Sunday, November 7, 2010

Richard Francis' "Fruitlands: The Alcott Family and Their Search for Utopia"

Richard Francis has taught at universities on both sides of the Atlantic and has written on Ann Lee, founder of the Shakers, and on the Salem witch trials. He is also a novelist.

He applied the “Page 99 Test” to his new book, Fruitlands: The Alcott Family and Their Search for Utopia, and reported the following:
Page 99 finds the Alcott family living in their house, Concordia Cottage, in Concord, along with two supporters who have joined them from England, Charles Lane and Henry Gardiner Wright. It mostly consists of the reaction of Ralph Waldo Emerson, neighbour and sponsor of Bronson Alcott, to this ménage.
Enjoying the quiet of his own study as he did, Emerson was appalled at the thought of [their] endless gabble. “All day, all night, they hold perpetual parliament.”
This immediately foregrounds two important issues in the book. The first is that these utopians were addicted to theorizing at the expense of being practical, and the second is that Emerson was alert to their limitations.

As a result he offers Lane the chance to move out and live with him and his family. His motive is described as follows:
He was hoping to disrupt the utopia at the very moment of its inception. The real point was to thwart Lane’s desire to re-establish the Garden of Eden by re-enacting, on a limited scale, humankind’s subsequent expulsion from it. The idea was to use his house as “a sort of cooling furnace, or a place where he might be partially corrupted & fitted for the grossest realities of the Yankee land.” The grossest realities would of course include square meals, apples from the forbidden tree.
This passage takes us to the central issue of the book, which was the attempt to achieve reform of the world through correct diet, consisting of an extreme vegan regime. Emerson’s imagery picks up one aspect of this project, its revisiting of the story of the Garden of Eden. The Fruitlanders believed that the Fall of humankind was triggered by eating the wrong food – the fruit of the tree of knowledge rather than of the tree of life. Therefore, if we correct our diet we can re-enter the Garden. Emerson wanted to sabotage that plan by feeding Lane with forbidden fruit. (The other aspect of their thought is not mentioned here. The Fruitlanders were very concerned about environmental degradation and believed that correct methods of husbandry and proper nutrition would ensure that the earth remained unpolluted and that human beings would enjoy spiritual and physical health. In this respect their ideas are relevant now.)

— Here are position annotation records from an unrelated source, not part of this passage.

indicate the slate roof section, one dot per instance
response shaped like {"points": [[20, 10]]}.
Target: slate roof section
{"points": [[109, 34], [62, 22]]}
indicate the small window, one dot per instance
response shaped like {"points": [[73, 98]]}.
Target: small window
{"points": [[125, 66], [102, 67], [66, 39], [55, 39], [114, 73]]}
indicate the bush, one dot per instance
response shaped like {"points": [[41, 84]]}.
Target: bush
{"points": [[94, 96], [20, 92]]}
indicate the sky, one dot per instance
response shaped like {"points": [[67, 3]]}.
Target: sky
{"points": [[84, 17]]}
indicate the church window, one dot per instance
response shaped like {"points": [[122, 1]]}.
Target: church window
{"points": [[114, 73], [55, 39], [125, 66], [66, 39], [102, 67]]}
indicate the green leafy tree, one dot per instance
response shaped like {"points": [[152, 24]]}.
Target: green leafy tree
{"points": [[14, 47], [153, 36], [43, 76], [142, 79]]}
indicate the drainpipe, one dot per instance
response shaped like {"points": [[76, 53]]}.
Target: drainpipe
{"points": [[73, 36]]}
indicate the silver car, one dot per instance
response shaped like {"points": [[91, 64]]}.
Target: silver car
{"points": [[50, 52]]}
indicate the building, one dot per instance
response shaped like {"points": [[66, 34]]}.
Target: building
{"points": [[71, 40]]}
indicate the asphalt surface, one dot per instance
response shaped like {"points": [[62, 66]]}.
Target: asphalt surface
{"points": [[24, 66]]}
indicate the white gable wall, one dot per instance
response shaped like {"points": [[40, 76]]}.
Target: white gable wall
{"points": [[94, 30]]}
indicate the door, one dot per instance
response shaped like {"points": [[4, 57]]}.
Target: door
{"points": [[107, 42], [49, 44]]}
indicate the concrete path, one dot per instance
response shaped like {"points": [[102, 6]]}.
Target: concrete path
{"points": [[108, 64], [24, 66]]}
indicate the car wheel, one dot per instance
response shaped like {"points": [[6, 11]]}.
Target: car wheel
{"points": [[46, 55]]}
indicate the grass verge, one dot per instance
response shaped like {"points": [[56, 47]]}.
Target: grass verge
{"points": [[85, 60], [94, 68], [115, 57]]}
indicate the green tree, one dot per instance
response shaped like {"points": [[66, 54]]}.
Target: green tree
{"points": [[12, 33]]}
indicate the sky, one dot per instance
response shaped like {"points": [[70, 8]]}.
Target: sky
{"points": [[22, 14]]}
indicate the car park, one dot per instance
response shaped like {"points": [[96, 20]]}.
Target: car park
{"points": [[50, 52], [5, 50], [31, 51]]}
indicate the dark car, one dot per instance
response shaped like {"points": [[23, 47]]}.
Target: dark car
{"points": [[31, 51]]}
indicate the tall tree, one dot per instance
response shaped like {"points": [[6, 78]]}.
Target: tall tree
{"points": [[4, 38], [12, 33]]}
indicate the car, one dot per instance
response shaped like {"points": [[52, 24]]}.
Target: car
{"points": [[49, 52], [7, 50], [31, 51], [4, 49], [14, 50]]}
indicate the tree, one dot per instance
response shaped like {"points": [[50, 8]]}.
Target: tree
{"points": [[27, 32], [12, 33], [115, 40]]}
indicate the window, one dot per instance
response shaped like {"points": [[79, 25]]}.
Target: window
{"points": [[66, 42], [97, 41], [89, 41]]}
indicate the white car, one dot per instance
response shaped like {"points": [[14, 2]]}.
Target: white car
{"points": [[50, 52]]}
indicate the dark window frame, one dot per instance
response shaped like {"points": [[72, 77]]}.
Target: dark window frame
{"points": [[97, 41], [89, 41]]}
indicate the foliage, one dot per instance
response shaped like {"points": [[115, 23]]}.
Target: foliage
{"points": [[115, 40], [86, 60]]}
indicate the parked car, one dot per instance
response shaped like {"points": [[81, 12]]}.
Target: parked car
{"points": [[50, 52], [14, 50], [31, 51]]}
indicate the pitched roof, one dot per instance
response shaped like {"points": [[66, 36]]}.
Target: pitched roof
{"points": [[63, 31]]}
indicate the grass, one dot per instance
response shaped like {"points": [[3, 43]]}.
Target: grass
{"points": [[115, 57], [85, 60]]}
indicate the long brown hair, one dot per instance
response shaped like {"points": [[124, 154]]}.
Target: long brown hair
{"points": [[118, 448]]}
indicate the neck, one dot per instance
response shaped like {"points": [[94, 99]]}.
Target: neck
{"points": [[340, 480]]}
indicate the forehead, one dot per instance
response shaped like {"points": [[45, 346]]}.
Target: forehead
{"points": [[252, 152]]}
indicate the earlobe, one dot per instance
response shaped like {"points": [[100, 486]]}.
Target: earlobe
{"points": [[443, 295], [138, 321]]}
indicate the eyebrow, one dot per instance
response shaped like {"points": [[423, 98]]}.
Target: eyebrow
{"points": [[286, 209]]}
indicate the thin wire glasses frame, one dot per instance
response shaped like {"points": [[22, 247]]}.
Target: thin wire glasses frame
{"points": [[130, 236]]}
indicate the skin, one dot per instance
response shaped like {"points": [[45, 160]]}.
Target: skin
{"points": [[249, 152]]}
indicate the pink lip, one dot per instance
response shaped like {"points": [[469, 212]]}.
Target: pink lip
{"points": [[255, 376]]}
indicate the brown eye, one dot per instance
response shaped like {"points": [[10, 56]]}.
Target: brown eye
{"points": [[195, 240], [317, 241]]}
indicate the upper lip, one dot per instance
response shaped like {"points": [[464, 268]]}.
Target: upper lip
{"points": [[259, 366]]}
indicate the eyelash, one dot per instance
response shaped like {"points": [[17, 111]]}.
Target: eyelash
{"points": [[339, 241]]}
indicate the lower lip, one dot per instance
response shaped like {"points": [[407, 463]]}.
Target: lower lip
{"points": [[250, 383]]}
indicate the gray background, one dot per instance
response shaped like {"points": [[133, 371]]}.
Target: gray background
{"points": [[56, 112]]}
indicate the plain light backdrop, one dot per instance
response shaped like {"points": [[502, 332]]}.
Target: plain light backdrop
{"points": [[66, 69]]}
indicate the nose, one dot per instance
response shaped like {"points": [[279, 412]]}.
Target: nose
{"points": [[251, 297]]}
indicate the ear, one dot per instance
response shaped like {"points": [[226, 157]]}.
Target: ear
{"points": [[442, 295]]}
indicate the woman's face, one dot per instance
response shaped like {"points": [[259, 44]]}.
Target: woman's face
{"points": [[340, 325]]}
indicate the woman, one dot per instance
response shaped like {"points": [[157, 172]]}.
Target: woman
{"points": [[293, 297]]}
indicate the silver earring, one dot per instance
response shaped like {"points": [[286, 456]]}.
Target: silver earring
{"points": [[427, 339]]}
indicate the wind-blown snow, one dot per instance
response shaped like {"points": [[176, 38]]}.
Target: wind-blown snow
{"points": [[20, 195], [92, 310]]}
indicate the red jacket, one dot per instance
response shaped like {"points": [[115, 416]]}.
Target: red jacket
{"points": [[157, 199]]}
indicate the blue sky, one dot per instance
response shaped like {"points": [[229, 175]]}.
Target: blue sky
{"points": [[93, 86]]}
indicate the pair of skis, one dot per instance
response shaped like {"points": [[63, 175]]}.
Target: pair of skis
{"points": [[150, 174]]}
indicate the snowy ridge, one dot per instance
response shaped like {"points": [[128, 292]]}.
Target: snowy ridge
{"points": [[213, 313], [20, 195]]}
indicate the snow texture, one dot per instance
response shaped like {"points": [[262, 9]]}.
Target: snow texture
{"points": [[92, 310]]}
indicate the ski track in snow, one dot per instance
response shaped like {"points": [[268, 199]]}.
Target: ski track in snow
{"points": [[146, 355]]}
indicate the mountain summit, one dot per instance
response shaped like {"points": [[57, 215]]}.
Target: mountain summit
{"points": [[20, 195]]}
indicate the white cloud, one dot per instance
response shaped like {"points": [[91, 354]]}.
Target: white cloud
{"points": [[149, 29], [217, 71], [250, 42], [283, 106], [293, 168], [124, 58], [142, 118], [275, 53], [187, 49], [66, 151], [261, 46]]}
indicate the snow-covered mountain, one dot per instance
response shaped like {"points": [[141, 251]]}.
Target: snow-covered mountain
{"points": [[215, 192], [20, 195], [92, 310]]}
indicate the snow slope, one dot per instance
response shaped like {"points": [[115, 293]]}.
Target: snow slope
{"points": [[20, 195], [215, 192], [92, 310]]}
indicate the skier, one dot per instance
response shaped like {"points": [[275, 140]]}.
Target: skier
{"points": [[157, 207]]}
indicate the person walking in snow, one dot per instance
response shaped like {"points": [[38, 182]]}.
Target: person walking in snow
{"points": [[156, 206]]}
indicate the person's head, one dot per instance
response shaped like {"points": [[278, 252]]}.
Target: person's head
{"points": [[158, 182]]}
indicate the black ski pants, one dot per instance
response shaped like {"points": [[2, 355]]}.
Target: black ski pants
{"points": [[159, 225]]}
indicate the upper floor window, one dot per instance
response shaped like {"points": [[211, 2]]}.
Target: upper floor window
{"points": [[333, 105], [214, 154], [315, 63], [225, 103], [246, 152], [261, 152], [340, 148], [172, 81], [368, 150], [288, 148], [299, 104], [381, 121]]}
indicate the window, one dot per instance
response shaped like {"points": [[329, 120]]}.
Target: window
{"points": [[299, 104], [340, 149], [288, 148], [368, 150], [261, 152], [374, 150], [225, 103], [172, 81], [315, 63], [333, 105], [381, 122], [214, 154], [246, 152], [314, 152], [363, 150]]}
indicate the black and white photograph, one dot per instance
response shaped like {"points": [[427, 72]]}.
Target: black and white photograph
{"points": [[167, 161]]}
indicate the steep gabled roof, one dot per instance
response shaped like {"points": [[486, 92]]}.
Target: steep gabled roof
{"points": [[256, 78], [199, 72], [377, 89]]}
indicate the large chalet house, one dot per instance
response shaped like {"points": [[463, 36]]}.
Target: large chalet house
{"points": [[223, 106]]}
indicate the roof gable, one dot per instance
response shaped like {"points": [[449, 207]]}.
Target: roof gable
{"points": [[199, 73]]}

Lane refused Emerson’s blandishments, however. The rest of the page is devoted to Emerson’s grave doubts about the viability of the proposed utopian community – scepticism which is utterly vindicated by the book as a whole - and by his slightly comic, slightly paranoid, sense of the threat they posed and of his need to be rid of the reformers.

On the whole, I believe that Fruitlands passes the Page 99 Test.